Une sœur tourière nous versait le café quand une femme entra et nous dit, du ton le plus naturel du monde, qu’on se battait ferme de l’autre côté de la vallée. Elle ajouta qu’un obus venait de tomber tout près de là, et, que, si nous voulions traverser la rue, nous pourrions voir la bataille d’un jardin de l’autre côté de la rue. Nous ne fûmes pas longs à nous y rendre. Sœur Gabrielle nous montra le chemin, montant quatre à quatre les marches de la maison d’en face, où nous rejoignîmes un groupe de soldats rassemblés sur une terrasse gazonnée.

Le canon tonnait sans répit et nous semblait si proche que nous ne pouvions comprendre comment la colline que nous regardions pouvait avoir conservé son paisible aspect de tous les jours.
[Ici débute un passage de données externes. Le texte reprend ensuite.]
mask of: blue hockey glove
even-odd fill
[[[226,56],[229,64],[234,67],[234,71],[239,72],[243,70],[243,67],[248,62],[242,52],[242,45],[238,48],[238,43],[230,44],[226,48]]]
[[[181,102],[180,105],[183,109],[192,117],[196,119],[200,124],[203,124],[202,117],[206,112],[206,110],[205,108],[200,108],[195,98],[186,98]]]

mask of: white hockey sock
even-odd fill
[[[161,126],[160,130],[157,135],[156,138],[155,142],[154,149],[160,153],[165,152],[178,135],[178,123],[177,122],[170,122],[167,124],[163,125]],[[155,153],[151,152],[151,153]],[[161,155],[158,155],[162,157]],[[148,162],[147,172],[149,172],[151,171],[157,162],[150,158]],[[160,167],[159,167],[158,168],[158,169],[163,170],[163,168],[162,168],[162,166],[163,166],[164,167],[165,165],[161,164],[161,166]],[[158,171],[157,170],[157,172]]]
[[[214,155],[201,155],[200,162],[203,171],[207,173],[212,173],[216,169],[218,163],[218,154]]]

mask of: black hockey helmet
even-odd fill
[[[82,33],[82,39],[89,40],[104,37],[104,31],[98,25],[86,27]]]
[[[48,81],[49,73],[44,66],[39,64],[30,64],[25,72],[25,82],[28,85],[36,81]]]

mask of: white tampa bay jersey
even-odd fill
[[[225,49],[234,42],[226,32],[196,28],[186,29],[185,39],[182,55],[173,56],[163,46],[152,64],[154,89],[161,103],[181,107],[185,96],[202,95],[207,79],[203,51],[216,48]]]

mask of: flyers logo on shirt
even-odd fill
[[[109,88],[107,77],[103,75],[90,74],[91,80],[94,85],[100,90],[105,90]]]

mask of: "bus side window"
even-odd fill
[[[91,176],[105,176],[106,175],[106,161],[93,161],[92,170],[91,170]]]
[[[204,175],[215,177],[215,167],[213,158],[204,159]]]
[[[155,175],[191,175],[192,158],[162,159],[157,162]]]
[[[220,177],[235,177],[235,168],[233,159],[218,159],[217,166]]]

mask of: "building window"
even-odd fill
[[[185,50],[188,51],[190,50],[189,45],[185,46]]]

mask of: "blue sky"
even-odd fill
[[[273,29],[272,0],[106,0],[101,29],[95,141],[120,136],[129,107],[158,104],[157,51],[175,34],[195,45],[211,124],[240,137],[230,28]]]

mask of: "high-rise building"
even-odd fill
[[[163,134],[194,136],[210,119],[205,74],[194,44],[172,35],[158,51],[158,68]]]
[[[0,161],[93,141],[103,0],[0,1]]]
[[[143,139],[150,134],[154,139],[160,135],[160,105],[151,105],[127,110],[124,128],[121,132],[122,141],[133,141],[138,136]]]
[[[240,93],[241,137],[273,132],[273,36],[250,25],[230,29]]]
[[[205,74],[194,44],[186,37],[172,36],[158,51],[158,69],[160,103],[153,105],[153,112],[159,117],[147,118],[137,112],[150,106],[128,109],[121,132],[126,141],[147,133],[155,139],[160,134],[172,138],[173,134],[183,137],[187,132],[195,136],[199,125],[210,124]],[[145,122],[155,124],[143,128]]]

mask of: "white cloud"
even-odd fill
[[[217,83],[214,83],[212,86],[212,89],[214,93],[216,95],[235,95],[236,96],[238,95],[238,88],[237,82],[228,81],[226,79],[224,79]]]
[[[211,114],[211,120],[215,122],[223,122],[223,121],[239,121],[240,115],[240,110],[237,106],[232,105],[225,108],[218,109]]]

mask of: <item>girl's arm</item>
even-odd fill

Mais quelqu’un nous prêta une longue-vue et subitement, il nous fut donné de voir nettement tout un coin de la bataille de Vauquois : l’assaut des pentes par l’infanterie française. En bas, les traînées de fumée flottant au-dessus des batteries françaises, et au fond, sur les crêtes boisées se profilant contre le ciel, les éclairs rouges et les panaches blancs des pièces allemandes. — Pan ! pan ! — Les canons se répondaient, tandis que l’infanterie, escaladant la côte, s’engouffrait dans le taillis strié de la lueur des coups. Et nous restions là, muets de saisissement de nous trouver, par le plus imprévu des hasards, témoins de l’une des rares luttes visibles de cette guerre souterraine.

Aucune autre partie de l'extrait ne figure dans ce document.